I concur in the judgment of the majority opinion because I agree that the questions of fact surrounding the content and parameters of Miami University’s ill-defined speech policy require us to reverse the district court’s dismissal of this case pursuant to Federal Rule of Civil Procedure 12(b)(6). I write separately because I believe that the majority opinion decides more than is necessary or advisable in reviewing the grant of Miami University’s motion to dismiss.

The majority opinion holds that the district court did not err in determining that the open areas at Miami University constitute limited public fora. I believe that it is not necessary for us to reach this holding and that doing so requires glossing over complex, mixed questions of law and fact that are better considered once the record in this case is developed. The majority does not address the distinction between a limited public forum, also known as a limited designated public forum, and a designated public forum, also known as a true or unlimited designated public forum. The Fifth Circuit has explained that “the Supreme Court at one time ‘referred to limited public forums as being a subcategory within a designated public forum’, but had more recently ‘used the phrase limited public forum to describe a type of nonpublic forum of limited open access.’ ” Justice For All v. Faulkner, 410 F.3d 760, n. 6 (5th Cir.2005) (quoting Chiu v. Plano Indep. Sch. Dist., 260 F.3d 330, 346 n. 10 (5th Cir.2001)). The Eighth Circuit conducts a similar analysis, explaining that a limited public forum is open to certain categories of speakers and subjects while a designated public forum is not similarly limited. Bowman v. White, 444 F.3d 967, 976 (8th Cir.2006). The distinction is important because our sister circuits have held that restrictions on speech in a limited public forum are allowed if they are content-neutral and reasonable, while restrictions in a designated public forum must be analyzed under the strict-scrutiny standard. Id.; see also Justice For All, 410 F.3d at 765-66. Dicta in one of our own prior opinions did not delineate any distinction between a limited public forum and a designated public forum, but the decision involved the forum analysis applicable to a student yearbook and not the open areas of the physical university campus. Kin*514caid v. Gibson, 236 F.3d 342, 348 (6th Cir.2001). We have yet to decide whether open campus areas may constitute either a designated or limited public forum and whether the distinction bears consequences for the constitutionality of speech restrictions.

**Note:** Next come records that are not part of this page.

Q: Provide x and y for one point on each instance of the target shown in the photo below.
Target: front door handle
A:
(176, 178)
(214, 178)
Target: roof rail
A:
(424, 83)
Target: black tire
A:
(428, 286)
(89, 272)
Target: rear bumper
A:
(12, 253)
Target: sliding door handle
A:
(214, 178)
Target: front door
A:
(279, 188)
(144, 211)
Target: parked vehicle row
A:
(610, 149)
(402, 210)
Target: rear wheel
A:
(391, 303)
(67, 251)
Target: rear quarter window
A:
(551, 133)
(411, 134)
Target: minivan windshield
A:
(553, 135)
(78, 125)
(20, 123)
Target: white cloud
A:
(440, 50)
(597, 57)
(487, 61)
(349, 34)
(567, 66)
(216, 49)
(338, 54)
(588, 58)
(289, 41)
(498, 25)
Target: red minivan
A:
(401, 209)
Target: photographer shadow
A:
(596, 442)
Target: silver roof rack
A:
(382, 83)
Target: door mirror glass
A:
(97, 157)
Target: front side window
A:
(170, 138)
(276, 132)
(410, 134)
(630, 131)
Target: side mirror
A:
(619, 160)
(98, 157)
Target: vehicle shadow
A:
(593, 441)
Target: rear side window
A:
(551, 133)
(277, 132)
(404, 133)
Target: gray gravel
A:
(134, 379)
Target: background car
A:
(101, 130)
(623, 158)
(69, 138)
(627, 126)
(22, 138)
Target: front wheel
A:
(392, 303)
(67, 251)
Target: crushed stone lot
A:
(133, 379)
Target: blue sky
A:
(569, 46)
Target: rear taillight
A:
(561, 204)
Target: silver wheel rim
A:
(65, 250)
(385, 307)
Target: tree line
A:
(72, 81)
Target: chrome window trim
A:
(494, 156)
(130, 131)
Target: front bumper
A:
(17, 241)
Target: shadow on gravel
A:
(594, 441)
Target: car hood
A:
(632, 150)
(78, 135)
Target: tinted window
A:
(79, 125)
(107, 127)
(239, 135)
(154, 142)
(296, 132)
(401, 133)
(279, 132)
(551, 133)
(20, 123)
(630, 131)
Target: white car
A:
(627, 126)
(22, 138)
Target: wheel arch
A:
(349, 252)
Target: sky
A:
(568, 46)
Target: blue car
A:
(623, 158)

The majority is correct that the clear weight of authority rejects the notion that open areas on university campuses are traditional public fora. The majority slights the fact, however, that our sister circuits have taken varying approaches to determining exactly what kind of fora these campus areas constitute. Only the Fourth Circuit has held that open areas on a university campus amount to a limited public forum, in which restrictions on the class of “external” speakers are subject to the deferential standard requiring only that the restrictions are content-neutral and reasonable. Am. Civil. Liberties Union v. Mote, 423 F.3d 438, 444-445 (4th Cir.2005). The Fifth and Eighth Circuits have held that open areas on university campuses are designated public fora, in which restrictions on speech are subject to strict scrutiny. Justice For All, 410 F.3d at 769; Bowman, 444 F.3d at 976-80. Finally, while the Seventh Circuit has explained that the First Amendment does not require a public university to invite the same James Gilíes who is the plaintiff in this case to give a talk on campus, the Seventh Circuit has rejected forum analysis as the correct approach to resolving the legal issue. Gilles v. Blanchard, 477 F.3d 466, 473-74 (7th Cir.2007).

Answering the question whether the campus areas at issue in this case constitutes a designated public forum, limited public forum, or neither, involves a factual as well as legal analysis. Nathan W. Kellum, If It Looks Like a Duck ... Traditional Public Forum Status of Open Areas on Public University Campuses, 33 Hastings Const. L. Q. 1., 35-36 (2005). I believe that it would be prudent to hold now that the questions regarding the nature of Miami University’s speech policy make it inadvisable to dismiss the case and to refrain from determining the forum status of the relevant campus areas at this early stage of litigation before the record is further developed.